On 4/28/19 11:03 AM, Konstantin Olchanski wrote:
On Sat, Apr 27, 2019 at 02:15:42PM +0200, Maarten wrote:Hello fellow SL users, I having been using SL for a while now, ... there will be no SL8... the future [?]I look at the future throught the mirror of today's problems. And today's problems in the RH/CentOS/SL universe do not project a bright sunny future: - systemd is a mess up. with luck IBM's purchase will clean house on this one.
I'm pretty sure any chance of systemd being replaced any time soon is vanishingly small. Embrace it, file bugs, move on with life.
- c++, cmake, python, php, etc are always 1-2 versions behind those required by packages we need to use
This has been a problem inherent with "Enterprise" distributions that value stability over new features. That said, I've found that RHEL7 has been much more aggressive with updates (sometimes annoyingly so) that EL6 was. Also, with modules in EL8 hopefully this will be much better.
- ZFS is not part of the base system, does not play well with kernel updates - NIS will be removed in el8, with no replacement (LDAP need not apply unless they sorted out handling of autofs maps)
NIS, seriously? FWIW - I use autofs with LDAP (by way of IPA) extensively without issue.

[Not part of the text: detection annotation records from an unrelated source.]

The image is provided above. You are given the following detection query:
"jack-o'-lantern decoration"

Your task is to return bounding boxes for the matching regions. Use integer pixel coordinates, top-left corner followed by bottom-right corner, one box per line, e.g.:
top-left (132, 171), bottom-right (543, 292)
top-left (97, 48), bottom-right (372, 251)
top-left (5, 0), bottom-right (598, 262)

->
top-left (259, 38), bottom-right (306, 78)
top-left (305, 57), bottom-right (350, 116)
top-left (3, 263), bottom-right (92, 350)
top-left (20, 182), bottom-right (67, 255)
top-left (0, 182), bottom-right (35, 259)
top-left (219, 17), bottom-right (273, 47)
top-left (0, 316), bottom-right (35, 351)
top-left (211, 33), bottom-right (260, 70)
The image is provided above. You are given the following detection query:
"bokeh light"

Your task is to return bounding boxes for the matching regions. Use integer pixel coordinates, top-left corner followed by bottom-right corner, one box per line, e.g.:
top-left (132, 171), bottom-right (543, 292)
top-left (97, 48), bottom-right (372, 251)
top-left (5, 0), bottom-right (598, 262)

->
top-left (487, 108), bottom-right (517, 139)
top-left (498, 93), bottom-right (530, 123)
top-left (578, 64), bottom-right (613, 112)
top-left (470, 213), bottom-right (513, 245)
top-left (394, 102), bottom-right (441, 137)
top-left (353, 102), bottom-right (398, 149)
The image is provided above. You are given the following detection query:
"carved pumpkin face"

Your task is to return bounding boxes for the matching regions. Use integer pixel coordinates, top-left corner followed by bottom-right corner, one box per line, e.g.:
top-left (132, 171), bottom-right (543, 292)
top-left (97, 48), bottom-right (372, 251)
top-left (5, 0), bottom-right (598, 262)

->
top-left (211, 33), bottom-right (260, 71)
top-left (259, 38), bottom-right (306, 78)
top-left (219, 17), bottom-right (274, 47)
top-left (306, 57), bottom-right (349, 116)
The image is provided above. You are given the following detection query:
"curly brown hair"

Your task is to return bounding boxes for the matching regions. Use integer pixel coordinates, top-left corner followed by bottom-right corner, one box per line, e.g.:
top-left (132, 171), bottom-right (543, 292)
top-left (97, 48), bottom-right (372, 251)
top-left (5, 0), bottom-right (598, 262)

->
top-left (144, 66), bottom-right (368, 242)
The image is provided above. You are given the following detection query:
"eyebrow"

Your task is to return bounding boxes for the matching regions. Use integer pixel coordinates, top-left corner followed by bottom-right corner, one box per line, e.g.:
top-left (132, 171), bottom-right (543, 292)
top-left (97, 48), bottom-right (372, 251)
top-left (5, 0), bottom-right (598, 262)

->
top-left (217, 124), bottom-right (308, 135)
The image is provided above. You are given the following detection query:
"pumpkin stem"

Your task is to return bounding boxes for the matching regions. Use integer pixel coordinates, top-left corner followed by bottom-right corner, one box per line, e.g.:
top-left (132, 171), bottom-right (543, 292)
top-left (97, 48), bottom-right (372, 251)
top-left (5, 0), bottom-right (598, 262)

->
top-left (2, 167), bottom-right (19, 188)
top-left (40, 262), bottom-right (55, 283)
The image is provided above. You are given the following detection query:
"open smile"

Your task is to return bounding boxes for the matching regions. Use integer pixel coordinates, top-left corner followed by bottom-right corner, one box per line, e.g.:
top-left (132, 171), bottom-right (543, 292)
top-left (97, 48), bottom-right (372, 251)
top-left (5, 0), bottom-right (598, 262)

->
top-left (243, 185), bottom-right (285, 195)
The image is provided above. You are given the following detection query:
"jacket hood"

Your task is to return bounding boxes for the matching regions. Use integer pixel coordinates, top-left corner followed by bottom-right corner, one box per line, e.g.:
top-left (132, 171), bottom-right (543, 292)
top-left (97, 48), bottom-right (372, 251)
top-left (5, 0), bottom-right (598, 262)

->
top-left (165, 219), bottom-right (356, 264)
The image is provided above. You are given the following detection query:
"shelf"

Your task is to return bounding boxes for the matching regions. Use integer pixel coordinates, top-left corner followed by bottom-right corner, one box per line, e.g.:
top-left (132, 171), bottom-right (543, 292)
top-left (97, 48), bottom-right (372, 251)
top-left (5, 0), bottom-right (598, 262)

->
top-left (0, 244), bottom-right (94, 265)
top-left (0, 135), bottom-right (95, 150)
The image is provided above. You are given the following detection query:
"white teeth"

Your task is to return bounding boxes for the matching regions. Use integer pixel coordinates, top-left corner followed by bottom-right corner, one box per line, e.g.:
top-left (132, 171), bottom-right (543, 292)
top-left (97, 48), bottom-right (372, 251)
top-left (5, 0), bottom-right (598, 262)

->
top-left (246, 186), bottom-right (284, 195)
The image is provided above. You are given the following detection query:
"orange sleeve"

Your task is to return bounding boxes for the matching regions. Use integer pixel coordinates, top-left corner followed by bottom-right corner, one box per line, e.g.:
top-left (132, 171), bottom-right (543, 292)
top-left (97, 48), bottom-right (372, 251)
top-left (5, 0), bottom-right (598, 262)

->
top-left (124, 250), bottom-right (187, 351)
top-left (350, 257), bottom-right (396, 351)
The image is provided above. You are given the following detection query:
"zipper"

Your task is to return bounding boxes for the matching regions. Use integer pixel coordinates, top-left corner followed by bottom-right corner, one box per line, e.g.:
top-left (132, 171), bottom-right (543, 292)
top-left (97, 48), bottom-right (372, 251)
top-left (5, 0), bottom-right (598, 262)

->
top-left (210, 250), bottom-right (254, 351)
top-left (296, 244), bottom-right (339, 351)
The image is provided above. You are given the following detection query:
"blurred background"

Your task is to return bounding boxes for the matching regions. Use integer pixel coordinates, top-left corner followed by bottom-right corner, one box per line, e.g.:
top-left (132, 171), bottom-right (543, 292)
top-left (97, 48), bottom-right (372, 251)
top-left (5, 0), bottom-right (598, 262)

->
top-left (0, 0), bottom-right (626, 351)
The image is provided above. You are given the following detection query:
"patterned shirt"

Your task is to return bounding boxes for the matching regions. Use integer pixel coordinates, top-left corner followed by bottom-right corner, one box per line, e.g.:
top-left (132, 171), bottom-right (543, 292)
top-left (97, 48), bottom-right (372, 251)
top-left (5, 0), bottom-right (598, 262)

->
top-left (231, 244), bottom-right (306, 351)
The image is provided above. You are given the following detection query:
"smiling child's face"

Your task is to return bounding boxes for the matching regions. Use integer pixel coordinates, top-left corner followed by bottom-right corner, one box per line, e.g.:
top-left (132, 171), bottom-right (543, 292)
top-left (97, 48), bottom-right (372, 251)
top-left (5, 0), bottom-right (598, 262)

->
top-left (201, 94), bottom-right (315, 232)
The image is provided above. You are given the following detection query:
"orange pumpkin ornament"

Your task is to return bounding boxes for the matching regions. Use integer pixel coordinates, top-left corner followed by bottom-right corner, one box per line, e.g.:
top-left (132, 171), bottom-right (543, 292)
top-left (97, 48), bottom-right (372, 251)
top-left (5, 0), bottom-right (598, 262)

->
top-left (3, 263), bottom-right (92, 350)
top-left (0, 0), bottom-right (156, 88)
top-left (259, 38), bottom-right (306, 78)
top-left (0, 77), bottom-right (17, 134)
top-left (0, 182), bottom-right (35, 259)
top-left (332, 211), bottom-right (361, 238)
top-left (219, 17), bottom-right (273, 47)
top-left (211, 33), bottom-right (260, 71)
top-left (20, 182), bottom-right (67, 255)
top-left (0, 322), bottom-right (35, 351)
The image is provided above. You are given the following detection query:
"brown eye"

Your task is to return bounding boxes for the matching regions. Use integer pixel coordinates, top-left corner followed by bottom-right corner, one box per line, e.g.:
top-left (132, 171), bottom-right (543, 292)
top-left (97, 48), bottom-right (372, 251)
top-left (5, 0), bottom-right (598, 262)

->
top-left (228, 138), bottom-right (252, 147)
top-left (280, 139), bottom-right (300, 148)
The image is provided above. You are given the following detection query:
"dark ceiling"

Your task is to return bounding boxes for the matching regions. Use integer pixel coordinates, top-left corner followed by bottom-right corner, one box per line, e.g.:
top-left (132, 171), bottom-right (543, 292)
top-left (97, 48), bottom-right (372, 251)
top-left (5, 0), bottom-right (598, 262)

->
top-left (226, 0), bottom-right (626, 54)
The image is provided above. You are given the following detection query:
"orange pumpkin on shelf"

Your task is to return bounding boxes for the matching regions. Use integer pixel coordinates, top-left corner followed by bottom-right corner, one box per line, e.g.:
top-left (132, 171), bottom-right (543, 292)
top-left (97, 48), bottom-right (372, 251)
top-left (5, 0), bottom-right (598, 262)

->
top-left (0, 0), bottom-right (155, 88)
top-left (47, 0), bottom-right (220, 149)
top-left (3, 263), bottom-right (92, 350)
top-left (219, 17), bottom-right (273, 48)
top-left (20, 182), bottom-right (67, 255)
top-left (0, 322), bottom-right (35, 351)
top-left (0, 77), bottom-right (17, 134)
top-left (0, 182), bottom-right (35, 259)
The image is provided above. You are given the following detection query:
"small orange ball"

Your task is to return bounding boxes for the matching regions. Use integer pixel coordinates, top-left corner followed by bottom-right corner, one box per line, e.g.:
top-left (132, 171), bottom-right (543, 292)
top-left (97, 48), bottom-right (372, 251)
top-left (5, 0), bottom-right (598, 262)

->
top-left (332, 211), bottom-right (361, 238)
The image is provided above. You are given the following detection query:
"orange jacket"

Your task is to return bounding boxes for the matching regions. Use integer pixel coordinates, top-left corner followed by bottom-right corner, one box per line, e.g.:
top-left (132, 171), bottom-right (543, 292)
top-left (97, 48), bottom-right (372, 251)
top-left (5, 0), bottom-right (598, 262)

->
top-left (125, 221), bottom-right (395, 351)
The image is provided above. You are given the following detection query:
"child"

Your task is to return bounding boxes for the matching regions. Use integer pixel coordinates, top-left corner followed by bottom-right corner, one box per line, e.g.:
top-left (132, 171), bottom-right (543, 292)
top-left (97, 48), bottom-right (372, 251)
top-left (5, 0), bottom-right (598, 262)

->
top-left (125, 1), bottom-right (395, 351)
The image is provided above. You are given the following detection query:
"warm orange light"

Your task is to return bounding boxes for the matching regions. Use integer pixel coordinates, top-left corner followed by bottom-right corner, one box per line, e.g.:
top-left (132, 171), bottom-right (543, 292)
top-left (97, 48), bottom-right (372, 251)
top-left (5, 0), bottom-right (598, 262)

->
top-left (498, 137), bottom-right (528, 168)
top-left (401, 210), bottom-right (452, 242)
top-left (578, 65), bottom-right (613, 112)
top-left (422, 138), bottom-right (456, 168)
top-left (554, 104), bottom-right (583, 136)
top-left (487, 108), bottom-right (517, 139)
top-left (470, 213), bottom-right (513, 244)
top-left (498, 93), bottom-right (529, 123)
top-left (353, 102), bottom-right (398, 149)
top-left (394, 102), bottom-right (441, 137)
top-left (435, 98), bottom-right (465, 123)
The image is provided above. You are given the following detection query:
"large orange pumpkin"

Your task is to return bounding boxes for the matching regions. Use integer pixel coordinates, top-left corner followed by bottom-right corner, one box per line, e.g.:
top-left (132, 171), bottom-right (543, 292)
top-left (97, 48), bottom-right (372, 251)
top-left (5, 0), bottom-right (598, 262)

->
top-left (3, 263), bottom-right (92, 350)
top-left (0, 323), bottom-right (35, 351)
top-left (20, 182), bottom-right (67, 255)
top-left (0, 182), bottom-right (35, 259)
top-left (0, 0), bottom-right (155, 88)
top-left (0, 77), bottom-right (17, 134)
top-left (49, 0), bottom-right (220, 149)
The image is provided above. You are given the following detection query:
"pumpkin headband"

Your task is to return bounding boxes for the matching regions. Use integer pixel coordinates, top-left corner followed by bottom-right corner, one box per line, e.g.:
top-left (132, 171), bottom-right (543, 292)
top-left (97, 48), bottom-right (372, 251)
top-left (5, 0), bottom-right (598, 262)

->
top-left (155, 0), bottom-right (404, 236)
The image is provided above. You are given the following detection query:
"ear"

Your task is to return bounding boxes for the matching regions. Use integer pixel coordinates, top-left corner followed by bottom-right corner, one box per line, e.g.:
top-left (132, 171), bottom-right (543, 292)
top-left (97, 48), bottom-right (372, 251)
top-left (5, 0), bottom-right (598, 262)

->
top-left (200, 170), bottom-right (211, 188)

- incoming mess up of X11 via Wayland graphics
This does not seem tied to any one particular distribution, unless there are some trying to avoid Wayland altogether? Though I can't imagine that being viable for long.
On the data analysis side we are married to CERN via the ROOT data analysis package, and the vibes I get from ROOT developers is that CERN Linux 7 (CentOS7) is not their primary target. (for example we had a problem with ROOT graphics where ROOT's LLVM collided with LLVM inside the el7 OpenGL library. For sure, Mesa has it fixed "in the latest version", but for us running vanilla CentOS7, nothing worked. And still does not work, the best I know). So it looks like we will be looking at Linuxes other than RH/CentOS, especially if a popular systemd-free variant somehow emerges. A move to Ubuntu is quite likely just because it tends to have recently recent c++, python, php & co. P.S. What's the beef with systemd? Apart from sundry bugs (for example, sometimes it does not respect the startup order specified in the unit files), we have been forced to disable all automatic updates (usually a nightly cron job). This is because an update of the systemd package triggers/forces the restart of every system service (nis, nfs, autofs, etc), effectively a reboot of the machine (minus rebooting of the linux kernel). Not a nice thing to happen on production machines on random nights whenever updated systemd is pushed out (usally 2-3 times a year). Of course in our experience, about 50% of the time something goes wrong and one of the services restarted by the systemd update does not restart correctly yielding a dead machine. Rant over.
I run with automatic updates and have never seen a systemd update force a restart of every system service.